Тут я почувствовал, что в руки мне упала жареная курица.
- Ну, стоимость репродуктора. - Кивают. - И за работу - сколько дадите...
- А сколько дать?
- Ну, котелок картошки. Пузырек масла. Огурец.
- А к огурцу? - Ждут чего-то, смотрят на меня печально. И тут я понял.
- Непьющий я, - говорю. - Мне бы поесть.
Дело радиофикации пошло быстро и для меня с большой пользой, мне не только давали картошку, шаньги, пельмени, иногда даже сало, но уже потом, завидев меня на столбе, кричали: "Монтер, зайди, щи поспели".
И все равно даже радиофицированные женщины набивались к Клаше и спрашивали: "Клавдия, как там на фронте-то? Что муж пишет?"
Клаше на постой дали двух поляков, Збышека Валенко и Томаша Вишневского из Варшавы. Збышека я уже видел, его привел начальник производства на паровую машину, когда меня подменяла Феня. Я тогда на табуретке сидел, отдышивался. Феня была разяще прекрасна. Но и Збышек не в замазке - с глубокой ямкой на подбородке и разбойничьими черными глазами.
Збышек меня узнал сразу, предложил "Беломор". Но я не курил. Какой постный герой - не пьет, не курит. Все дурные привычки у меня появились уже после войны, а тогда мне шел семнадцатый год.
Клаша на Збышека озорно смотрела, и он ей говорил: "Пенькна пани красивая девушка".
Свекровь Клашина ходуном ходила:
- Какая девушка - двое детей, муж на фронте.
- Красивая пани - всегда девушка, - говорил Збышек, и все смеялись, даже свекровь смеялась.
В доме кроме шуток и смеха появилось чувство тревоги, ожидание какой-то шальной беды.
Через три дня я наткнулся вечером в сенях на целующихся Збышека и Клашу. Клаша стояла в углу, выставив колено, и отталкивала Збышека:
- Отстань, поцарапаю.
Я выскочил из сеней на улицу. Вслед за мной и Збышек вышел.
- Кошка, - сказал он. - Если да, то не надо когтей.
- А если нет? - спросил я.
- Какое - нет, - Збышек фыркнул. - Я об нее все ладони обжег.
Подошел Томаш. Послушал и объяснил мне, кивнув на Збышека:
- Юрный пан, - в его интонации, хоть она и казалась бодрой и, может быть, даже как бы восхищенной, отчетливо прослушивались презрение и усталость.
- Больше куражу, Томаш, - сказал ему Збышек. - Еще Польска не сгинела. Еще вудка не сплешняла...

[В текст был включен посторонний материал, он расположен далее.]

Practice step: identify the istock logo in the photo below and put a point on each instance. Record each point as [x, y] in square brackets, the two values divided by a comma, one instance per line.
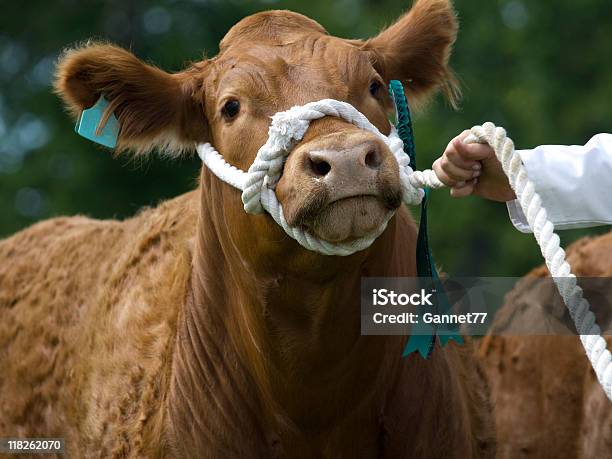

Зачем их прислали в Кын, поляки сами не знали. Они знали, что где-то в России должны организовать большие лагеря для поляков. Там будет формироваться армия, чтобы идти на Гитлера.
Я еще несколько раз натыкался на Клашу и Збышека, и всегда Клаша стояла, вжавшись в угол и выставив колено вперед. Свекровь шептала ей за печкой, что убьет ее, если пузо увидит: мол, сын ее на фронте не для позора. Клаша так же зло отвечала, что у нее у самой голова есть и все прочее, чтобы этого не допустить. И обе вздыхали - свекровь тоже была не старая.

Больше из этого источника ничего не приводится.